Die afghanische Regierung möchte die Bodenschätze so bald wie möglich systematisch abbauen und das Land damit unabhängig von fremden Geberländern machen. Geht es nach Kabul, so soll der Bergbau in weniger als zwei Jahrzehnten bereits 50 Prozent der afghanischen Wirtschaftsleistung betragen. Doch bis dahin ist es noch ein weiter Weg.

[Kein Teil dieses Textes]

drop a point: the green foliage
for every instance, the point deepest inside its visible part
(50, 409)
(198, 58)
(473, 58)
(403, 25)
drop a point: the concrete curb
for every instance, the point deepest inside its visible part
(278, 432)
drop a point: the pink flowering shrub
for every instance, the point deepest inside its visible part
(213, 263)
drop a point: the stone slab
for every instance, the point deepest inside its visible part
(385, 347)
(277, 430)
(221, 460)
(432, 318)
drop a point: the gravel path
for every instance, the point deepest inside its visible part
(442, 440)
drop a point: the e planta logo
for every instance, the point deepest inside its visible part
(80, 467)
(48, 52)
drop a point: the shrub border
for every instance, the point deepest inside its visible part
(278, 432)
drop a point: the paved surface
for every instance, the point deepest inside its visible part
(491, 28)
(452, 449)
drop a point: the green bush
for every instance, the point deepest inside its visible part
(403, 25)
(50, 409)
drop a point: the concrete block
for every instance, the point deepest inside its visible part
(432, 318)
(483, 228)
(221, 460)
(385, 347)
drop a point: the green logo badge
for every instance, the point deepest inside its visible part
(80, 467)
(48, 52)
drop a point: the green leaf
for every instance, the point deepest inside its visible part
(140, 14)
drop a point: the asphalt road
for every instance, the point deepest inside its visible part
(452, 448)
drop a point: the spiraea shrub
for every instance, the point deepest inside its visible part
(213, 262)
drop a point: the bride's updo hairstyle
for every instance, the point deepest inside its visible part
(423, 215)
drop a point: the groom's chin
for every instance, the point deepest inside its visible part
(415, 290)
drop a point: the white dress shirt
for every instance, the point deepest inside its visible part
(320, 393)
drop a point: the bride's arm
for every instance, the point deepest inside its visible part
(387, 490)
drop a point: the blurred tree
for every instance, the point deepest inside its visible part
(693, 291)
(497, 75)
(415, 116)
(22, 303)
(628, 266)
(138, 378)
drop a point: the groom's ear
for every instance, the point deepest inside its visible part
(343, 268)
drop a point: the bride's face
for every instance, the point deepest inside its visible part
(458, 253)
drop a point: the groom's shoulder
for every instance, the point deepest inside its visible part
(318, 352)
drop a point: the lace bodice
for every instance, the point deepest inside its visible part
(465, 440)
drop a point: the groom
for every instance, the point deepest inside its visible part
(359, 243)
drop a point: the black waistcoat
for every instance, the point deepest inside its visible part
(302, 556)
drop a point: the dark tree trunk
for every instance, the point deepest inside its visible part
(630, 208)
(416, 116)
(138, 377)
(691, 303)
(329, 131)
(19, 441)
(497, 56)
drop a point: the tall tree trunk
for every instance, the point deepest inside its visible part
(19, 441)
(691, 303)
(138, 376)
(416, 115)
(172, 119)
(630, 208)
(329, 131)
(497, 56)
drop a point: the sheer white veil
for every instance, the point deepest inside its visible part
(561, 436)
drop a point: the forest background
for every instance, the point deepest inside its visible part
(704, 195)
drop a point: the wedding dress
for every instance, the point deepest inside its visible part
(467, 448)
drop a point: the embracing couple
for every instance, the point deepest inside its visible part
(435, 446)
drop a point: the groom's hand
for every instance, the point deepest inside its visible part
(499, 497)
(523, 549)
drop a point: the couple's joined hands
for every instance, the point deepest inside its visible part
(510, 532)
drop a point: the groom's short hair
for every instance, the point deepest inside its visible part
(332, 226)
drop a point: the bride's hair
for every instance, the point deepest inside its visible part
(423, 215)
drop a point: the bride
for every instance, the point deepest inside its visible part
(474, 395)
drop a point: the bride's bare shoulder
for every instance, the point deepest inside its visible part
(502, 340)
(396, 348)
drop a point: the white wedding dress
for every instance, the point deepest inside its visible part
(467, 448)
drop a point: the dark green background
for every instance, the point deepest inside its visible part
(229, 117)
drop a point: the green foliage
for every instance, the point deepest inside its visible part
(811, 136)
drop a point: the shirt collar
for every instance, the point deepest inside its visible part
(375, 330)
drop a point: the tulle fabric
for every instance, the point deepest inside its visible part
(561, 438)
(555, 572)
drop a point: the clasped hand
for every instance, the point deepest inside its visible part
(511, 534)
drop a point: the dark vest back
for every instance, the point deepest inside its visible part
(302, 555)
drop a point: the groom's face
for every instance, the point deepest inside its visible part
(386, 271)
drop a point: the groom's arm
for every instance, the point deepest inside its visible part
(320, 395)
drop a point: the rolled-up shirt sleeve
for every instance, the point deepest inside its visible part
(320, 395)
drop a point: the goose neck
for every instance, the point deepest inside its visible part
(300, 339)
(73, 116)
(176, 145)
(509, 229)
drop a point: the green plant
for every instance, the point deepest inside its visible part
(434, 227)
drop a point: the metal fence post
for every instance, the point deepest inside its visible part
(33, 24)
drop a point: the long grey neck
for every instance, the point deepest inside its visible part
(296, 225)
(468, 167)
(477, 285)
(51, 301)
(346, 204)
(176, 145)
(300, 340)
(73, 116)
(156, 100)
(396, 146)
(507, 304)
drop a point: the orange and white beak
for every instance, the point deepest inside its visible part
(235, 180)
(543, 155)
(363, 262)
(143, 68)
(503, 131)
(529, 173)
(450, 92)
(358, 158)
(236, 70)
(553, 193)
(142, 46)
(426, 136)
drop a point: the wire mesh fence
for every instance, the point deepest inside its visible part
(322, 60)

Vor Zahids Büro stehen vier Styroporkästen, die die gängigsten Minen-Typen im internationalen Bergbau veranschaulichen sollen. Die Modelle wurden von Studenten gefertigt und angemalt. Noch allerdings bleibt es bei Modellen, denn bisher besitzt Afghanistan keine einzige Mine, die professionell ausgebeutet wird. Zudem fehlt es dem Land an gut funktionierenden Betrieben, die über die notwendigen Technologien verfügen.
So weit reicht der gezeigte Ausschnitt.